| Class | DataHarvester::Ad |
| In: |
scripts/ad.rb
|
| Parent: | Object |
Represents a single ad, which may contain multiple items for sale.
Most of the work to manage the parsed data, including when to split ad ad into multiple items is contained here.
| AD_FIELDS | = | ['areacode', 'phone', 'email'] | These fields apply to the ad itself, or to all items within the ad. If there are duplicates of these, the duplicates should be tossed, rather than creating a duplicate ad. |
| atts | [R] | |
| cat | [R] | |
| fielded_atts | [R] | |
| id | [R] | |
| text | [R] |
An ad is made up of:
id - the unique id of the ad.
cat - the category of the ad.
text - text of the ad.
fielded_atts - hash of name/vals of attributes
specified for this ad. This is used to compare
against the extraction results.
atts - Hash of attributes extracted from the text
position in the original text is the key.
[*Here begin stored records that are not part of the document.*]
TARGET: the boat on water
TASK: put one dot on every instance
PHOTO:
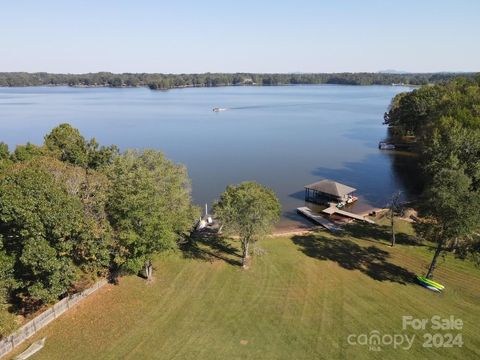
(385, 146)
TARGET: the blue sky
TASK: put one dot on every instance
(243, 35)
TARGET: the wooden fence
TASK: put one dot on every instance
(11, 342)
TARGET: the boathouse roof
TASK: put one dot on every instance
(331, 187)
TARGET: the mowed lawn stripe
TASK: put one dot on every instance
(289, 304)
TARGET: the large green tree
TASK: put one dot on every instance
(248, 210)
(53, 227)
(7, 284)
(149, 207)
(68, 144)
(445, 121)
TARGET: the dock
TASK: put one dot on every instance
(334, 210)
(318, 219)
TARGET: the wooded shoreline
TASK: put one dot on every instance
(158, 81)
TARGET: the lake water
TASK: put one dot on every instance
(284, 137)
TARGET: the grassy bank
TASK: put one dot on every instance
(301, 299)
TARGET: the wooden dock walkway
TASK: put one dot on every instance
(334, 210)
(318, 219)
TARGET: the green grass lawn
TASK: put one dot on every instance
(301, 299)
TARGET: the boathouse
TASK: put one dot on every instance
(326, 191)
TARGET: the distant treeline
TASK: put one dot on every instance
(168, 81)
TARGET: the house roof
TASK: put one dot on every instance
(331, 187)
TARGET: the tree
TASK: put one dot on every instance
(453, 212)
(149, 207)
(27, 152)
(4, 153)
(68, 144)
(249, 210)
(7, 284)
(54, 227)
(394, 207)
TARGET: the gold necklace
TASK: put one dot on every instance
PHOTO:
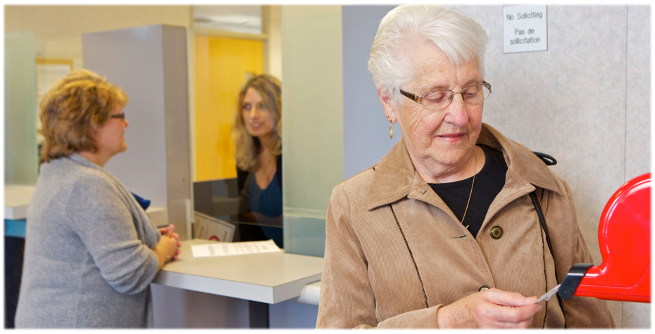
(470, 193)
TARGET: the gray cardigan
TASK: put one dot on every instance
(88, 251)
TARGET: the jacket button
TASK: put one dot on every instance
(496, 232)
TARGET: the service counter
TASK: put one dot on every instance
(215, 292)
(274, 290)
(267, 278)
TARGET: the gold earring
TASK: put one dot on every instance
(390, 128)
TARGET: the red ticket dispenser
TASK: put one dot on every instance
(624, 240)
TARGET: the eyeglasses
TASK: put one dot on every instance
(121, 116)
(437, 100)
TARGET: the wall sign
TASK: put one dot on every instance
(526, 28)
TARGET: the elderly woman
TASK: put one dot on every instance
(91, 251)
(257, 129)
(442, 232)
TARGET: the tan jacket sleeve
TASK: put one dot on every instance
(579, 312)
(347, 300)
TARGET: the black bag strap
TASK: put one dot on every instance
(549, 161)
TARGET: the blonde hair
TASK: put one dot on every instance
(72, 111)
(249, 147)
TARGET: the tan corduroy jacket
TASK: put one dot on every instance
(395, 252)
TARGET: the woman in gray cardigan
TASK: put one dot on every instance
(91, 251)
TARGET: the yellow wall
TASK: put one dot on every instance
(221, 68)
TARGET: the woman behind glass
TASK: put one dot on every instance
(257, 133)
(91, 251)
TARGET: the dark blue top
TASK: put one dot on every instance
(266, 201)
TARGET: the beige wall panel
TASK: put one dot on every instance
(312, 107)
(570, 101)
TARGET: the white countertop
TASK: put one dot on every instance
(268, 278)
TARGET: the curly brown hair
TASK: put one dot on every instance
(72, 111)
(249, 147)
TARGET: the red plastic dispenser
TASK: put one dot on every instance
(624, 240)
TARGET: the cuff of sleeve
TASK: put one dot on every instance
(425, 318)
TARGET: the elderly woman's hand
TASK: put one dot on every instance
(168, 231)
(491, 308)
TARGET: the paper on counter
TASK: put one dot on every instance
(234, 248)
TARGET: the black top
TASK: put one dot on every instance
(488, 183)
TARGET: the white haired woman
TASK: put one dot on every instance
(90, 249)
(442, 232)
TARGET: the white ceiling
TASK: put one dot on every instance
(244, 19)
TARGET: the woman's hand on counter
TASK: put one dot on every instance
(167, 249)
(492, 308)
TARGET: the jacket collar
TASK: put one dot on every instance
(395, 177)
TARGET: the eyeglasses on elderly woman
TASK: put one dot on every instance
(440, 99)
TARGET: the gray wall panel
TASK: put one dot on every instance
(365, 128)
(637, 156)
(149, 64)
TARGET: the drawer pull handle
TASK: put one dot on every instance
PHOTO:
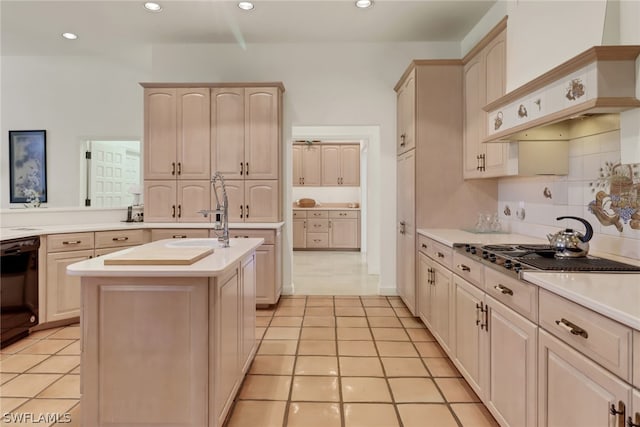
(620, 412)
(503, 289)
(572, 327)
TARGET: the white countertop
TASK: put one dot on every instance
(449, 236)
(616, 296)
(7, 233)
(209, 266)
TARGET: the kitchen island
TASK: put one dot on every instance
(166, 344)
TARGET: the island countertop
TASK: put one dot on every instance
(209, 266)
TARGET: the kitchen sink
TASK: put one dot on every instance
(191, 243)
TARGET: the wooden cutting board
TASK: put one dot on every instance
(160, 256)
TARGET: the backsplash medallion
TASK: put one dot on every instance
(616, 196)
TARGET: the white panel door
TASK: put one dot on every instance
(114, 169)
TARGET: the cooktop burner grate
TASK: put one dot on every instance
(498, 248)
(578, 264)
(533, 247)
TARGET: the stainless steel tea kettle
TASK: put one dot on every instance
(569, 243)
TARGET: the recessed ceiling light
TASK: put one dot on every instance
(152, 7)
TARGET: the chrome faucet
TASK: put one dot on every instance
(221, 210)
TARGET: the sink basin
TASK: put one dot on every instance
(191, 243)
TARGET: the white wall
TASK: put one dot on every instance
(73, 99)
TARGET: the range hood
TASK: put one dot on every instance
(599, 81)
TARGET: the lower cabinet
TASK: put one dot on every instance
(268, 263)
(496, 352)
(574, 391)
(63, 291)
(326, 229)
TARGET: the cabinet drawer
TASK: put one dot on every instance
(118, 238)
(468, 269)
(267, 235)
(597, 337)
(179, 233)
(317, 240)
(317, 226)
(441, 253)
(516, 294)
(343, 214)
(423, 243)
(69, 242)
(317, 214)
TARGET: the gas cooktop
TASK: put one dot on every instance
(519, 257)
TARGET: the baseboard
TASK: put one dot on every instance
(384, 290)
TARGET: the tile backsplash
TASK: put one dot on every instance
(598, 188)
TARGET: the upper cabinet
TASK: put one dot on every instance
(341, 165)
(245, 132)
(306, 165)
(190, 133)
(176, 143)
(327, 165)
(406, 108)
(484, 81)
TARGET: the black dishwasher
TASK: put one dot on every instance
(18, 288)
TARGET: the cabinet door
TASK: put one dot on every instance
(265, 275)
(262, 133)
(330, 165)
(299, 233)
(227, 132)
(471, 356)
(474, 100)
(496, 155)
(228, 343)
(441, 308)
(423, 285)
(344, 233)
(261, 201)
(235, 195)
(311, 169)
(192, 197)
(296, 157)
(406, 114)
(350, 165)
(405, 254)
(160, 133)
(511, 391)
(635, 409)
(63, 291)
(160, 201)
(193, 155)
(574, 391)
(248, 312)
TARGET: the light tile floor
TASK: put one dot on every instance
(344, 361)
(40, 379)
(332, 273)
(359, 361)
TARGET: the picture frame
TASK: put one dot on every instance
(28, 167)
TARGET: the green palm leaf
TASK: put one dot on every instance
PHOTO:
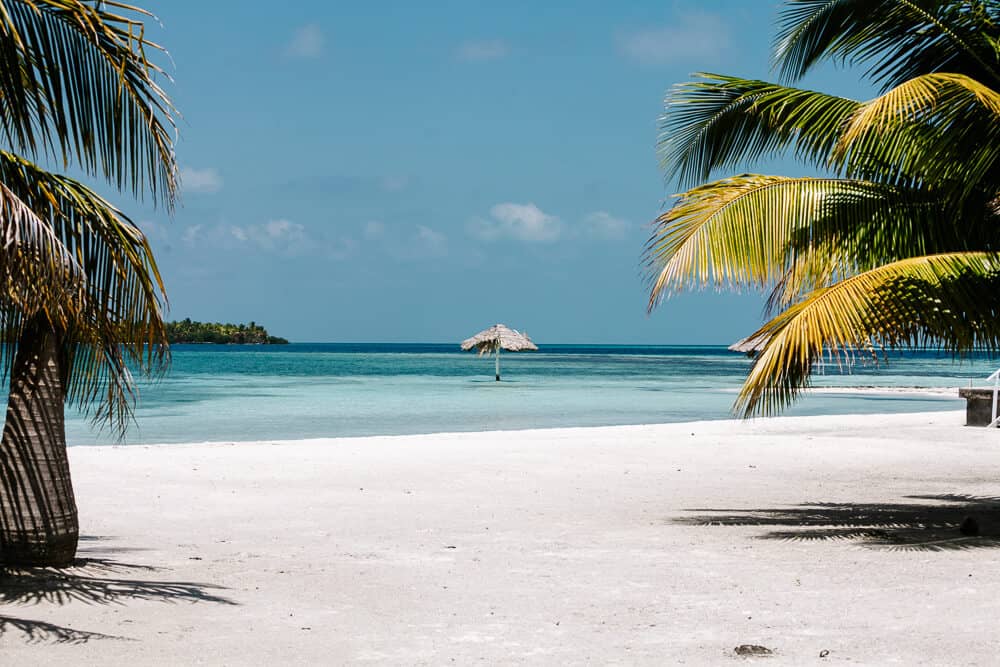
(111, 314)
(938, 129)
(897, 39)
(720, 121)
(790, 234)
(75, 80)
(945, 299)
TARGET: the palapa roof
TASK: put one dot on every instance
(750, 344)
(499, 335)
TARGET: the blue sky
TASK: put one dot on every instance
(400, 171)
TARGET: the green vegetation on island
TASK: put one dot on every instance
(187, 331)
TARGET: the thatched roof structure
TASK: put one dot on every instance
(499, 336)
(750, 345)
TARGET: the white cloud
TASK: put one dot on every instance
(343, 248)
(153, 231)
(695, 36)
(395, 183)
(603, 225)
(521, 222)
(200, 180)
(482, 51)
(274, 235)
(192, 234)
(307, 43)
(432, 242)
(374, 229)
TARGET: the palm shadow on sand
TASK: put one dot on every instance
(89, 580)
(932, 525)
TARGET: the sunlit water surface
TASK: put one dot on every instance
(237, 393)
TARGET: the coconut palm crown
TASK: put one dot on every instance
(898, 244)
(81, 298)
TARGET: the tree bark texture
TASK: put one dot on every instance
(38, 518)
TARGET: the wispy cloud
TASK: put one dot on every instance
(693, 36)
(521, 222)
(431, 242)
(603, 225)
(394, 183)
(307, 43)
(482, 50)
(275, 235)
(205, 180)
(373, 230)
(192, 233)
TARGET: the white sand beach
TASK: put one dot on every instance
(649, 545)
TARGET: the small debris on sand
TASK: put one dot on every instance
(749, 650)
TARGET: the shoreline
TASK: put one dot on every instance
(726, 425)
(614, 545)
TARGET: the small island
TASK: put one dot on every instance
(187, 331)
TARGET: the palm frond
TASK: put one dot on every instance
(75, 80)
(898, 39)
(720, 121)
(791, 234)
(947, 300)
(937, 129)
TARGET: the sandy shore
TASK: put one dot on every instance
(624, 545)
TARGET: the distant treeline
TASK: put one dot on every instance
(187, 331)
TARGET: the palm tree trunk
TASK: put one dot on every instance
(38, 519)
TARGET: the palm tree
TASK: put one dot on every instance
(896, 244)
(80, 294)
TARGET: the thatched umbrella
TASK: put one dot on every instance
(498, 337)
(751, 345)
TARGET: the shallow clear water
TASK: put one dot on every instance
(234, 393)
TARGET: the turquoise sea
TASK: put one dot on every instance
(238, 393)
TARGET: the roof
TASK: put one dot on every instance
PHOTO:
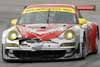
(51, 5)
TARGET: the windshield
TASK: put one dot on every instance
(47, 17)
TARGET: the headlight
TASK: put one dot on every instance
(12, 35)
(69, 35)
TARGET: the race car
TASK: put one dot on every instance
(50, 32)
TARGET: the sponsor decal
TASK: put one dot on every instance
(41, 9)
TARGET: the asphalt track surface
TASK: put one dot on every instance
(11, 9)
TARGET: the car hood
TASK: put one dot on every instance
(42, 31)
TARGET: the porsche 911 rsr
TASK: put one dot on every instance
(50, 31)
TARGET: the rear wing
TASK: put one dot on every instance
(86, 7)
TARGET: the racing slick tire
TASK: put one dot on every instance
(5, 58)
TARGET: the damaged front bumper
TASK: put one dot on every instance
(42, 50)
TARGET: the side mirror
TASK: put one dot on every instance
(13, 21)
(82, 21)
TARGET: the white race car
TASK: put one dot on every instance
(50, 31)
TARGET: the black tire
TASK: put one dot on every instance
(97, 39)
(2, 52)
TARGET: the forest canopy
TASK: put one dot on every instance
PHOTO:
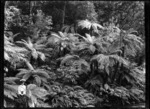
(74, 53)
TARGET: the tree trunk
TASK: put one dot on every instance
(63, 15)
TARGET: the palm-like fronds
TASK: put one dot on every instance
(35, 48)
(12, 52)
(67, 28)
(106, 61)
(10, 88)
(89, 25)
(35, 93)
(68, 58)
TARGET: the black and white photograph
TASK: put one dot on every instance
(61, 54)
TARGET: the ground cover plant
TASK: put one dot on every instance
(73, 53)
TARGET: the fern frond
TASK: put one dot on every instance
(68, 58)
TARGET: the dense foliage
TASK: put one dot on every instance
(74, 53)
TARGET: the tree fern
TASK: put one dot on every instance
(39, 75)
(89, 25)
(34, 48)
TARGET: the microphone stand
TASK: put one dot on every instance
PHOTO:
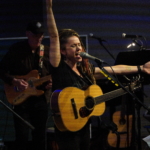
(135, 98)
(27, 123)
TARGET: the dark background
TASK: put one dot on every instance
(104, 18)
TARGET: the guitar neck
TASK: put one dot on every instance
(110, 95)
(41, 80)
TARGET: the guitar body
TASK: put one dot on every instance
(125, 137)
(17, 97)
(66, 105)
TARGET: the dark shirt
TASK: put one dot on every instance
(63, 76)
(20, 61)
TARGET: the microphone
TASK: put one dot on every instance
(86, 55)
(124, 35)
(95, 37)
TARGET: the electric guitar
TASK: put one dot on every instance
(16, 97)
(72, 107)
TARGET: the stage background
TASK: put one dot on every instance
(107, 19)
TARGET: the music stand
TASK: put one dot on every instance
(135, 58)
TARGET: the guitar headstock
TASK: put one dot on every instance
(136, 85)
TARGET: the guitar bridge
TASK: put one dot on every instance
(74, 108)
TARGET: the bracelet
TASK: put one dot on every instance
(139, 69)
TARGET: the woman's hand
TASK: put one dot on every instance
(20, 84)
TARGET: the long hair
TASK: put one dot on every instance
(85, 66)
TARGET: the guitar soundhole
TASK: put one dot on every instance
(89, 102)
(84, 112)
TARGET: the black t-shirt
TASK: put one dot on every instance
(63, 76)
(20, 60)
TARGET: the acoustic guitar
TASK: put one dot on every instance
(72, 107)
(16, 97)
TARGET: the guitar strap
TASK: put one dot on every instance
(41, 54)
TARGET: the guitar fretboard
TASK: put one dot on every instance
(110, 95)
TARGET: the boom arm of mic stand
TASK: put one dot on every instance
(116, 81)
(100, 41)
(27, 123)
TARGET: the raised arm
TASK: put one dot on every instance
(54, 52)
(123, 70)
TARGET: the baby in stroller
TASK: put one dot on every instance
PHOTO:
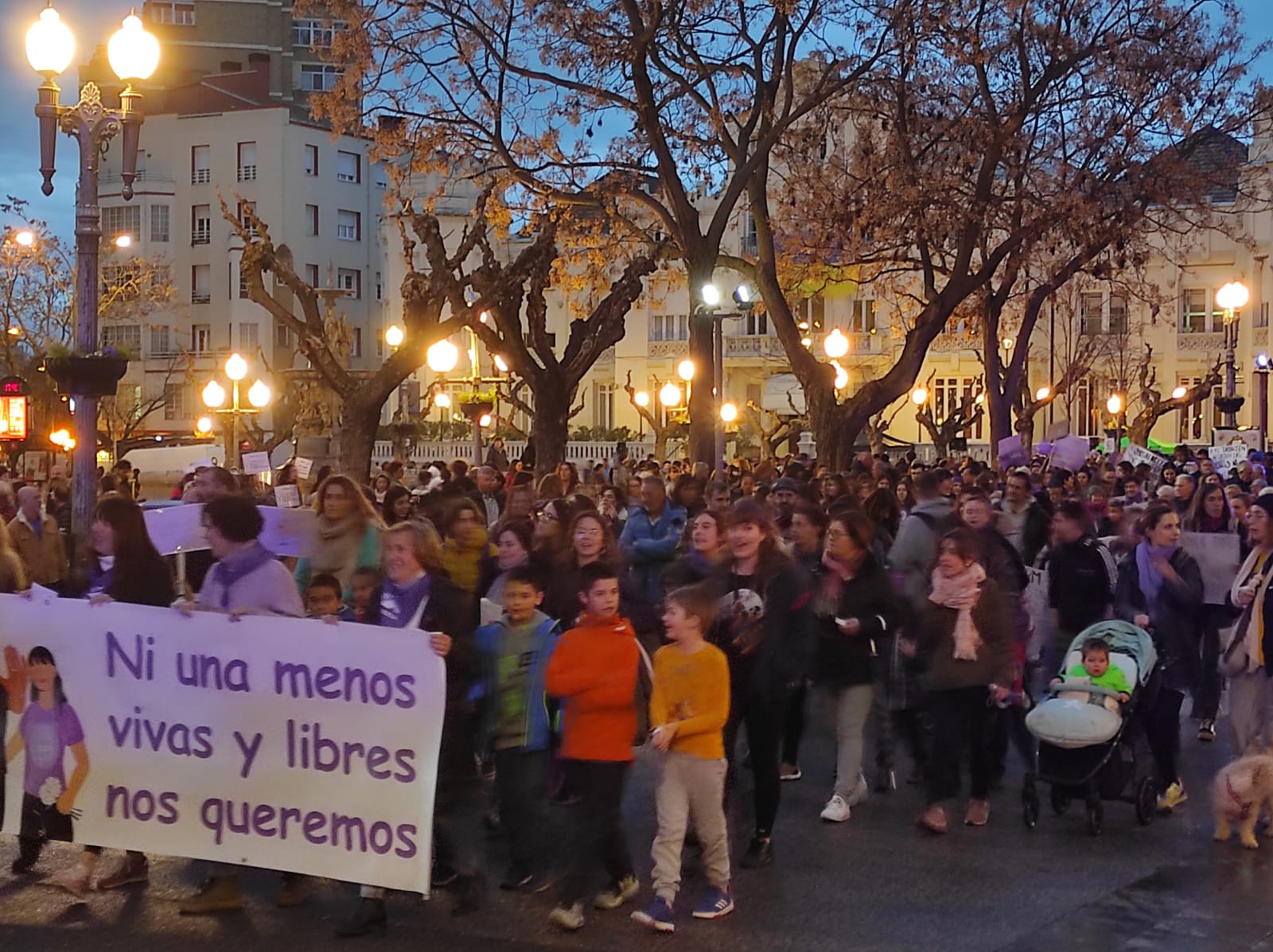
(1095, 668)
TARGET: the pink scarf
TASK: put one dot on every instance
(960, 592)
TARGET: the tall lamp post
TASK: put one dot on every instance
(1232, 297)
(258, 396)
(134, 55)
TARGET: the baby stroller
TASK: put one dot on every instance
(1088, 746)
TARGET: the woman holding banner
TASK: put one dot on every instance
(246, 579)
(418, 595)
(121, 565)
(1209, 513)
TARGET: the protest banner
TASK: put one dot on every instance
(180, 528)
(284, 744)
(1219, 557)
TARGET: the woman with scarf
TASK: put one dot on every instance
(856, 615)
(417, 595)
(348, 536)
(246, 579)
(1160, 591)
(123, 565)
(965, 640)
(1209, 512)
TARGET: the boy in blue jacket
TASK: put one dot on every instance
(516, 725)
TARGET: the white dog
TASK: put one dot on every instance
(1241, 789)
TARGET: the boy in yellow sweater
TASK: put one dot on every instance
(687, 710)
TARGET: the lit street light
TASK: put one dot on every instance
(134, 55)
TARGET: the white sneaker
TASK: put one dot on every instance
(837, 810)
(859, 792)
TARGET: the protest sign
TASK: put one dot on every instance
(178, 528)
(283, 744)
(1219, 557)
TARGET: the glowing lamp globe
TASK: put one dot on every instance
(1232, 296)
(442, 356)
(50, 44)
(236, 368)
(259, 394)
(214, 394)
(133, 52)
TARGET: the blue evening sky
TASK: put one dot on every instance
(19, 146)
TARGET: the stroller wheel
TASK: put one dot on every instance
(1095, 816)
(1061, 801)
(1146, 801)
(1030, 806)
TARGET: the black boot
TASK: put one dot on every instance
(368, 918)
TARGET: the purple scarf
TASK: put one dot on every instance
(1151, 579)
(399, 604)
(232, 568)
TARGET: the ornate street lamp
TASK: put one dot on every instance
(134, 55)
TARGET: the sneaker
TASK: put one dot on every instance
(978, 814)
(129, 871)
(220, 894)
(714, 903)
(617, 894)
(657, 915)
(837, 810)
(1173, 797)
(761, 852)
(76, 881)
(570, 918)
(858, 793)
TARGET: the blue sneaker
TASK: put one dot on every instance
(714, 903)
(657, 915)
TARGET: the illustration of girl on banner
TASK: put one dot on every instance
(46, 731)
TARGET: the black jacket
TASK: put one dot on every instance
(449, 611)
(840, 659)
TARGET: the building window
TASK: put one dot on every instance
(172, 13)
(316, 35)
(200, 284)
(201, 224)
(175, 401)
(350, 280)
(1193, 311)
(349, 226)
(125, 220)
(200, 165)
(161, 340)
(201, 339)
(862, 317)
(318, 78)
(247, 162)
(604, 405)
(123, 336)
(161, 222)
(349, 167)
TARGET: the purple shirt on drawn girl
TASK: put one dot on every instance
(46, 736)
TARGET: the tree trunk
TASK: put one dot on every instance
(551, 428)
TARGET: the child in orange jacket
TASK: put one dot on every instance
(594, 671)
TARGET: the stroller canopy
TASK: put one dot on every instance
(1124, 638)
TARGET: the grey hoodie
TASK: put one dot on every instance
(916, 547)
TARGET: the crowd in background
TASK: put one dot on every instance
(894, 591)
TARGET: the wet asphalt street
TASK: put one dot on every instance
(872, 884)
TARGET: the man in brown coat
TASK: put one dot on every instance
(38, 541)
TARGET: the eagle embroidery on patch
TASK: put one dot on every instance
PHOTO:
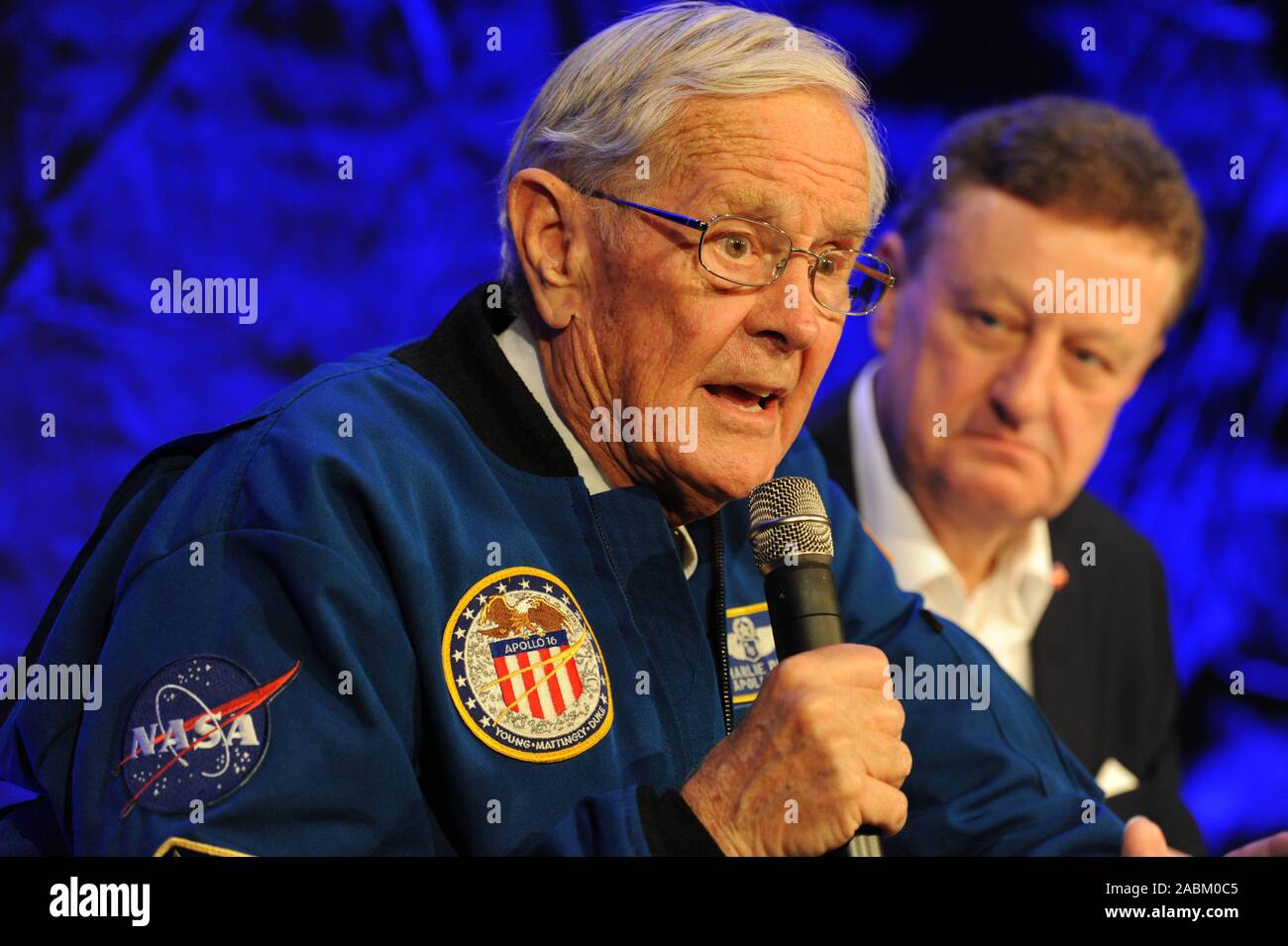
(524, 668)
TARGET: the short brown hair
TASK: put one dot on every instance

The
name,value tuple is the second part. If there is
no name, the first part will be nil.
Returns an array of hashes for the attributes in this ad. The first item in the array will represent the data common to all items, like the phone number. The rest will apply to specific items within the ads. The hashes themselves will be name/value pairs.
Underscores have special meaning. Any fields with the same name before and underscore, but different afterwards, will be treated as the same field, but with different values. By convention, _1, _2, etc. is used. For example, ‘bed_1’ and ‘bed_2’ should cause the ad to split into 2 identical items, except that they will have different values for ‘bed’
Only a max of 1 field using this underscore convention is supported, so that if you have ‘bed_1’ and ‘bath_1’, you will only get one of those fields back.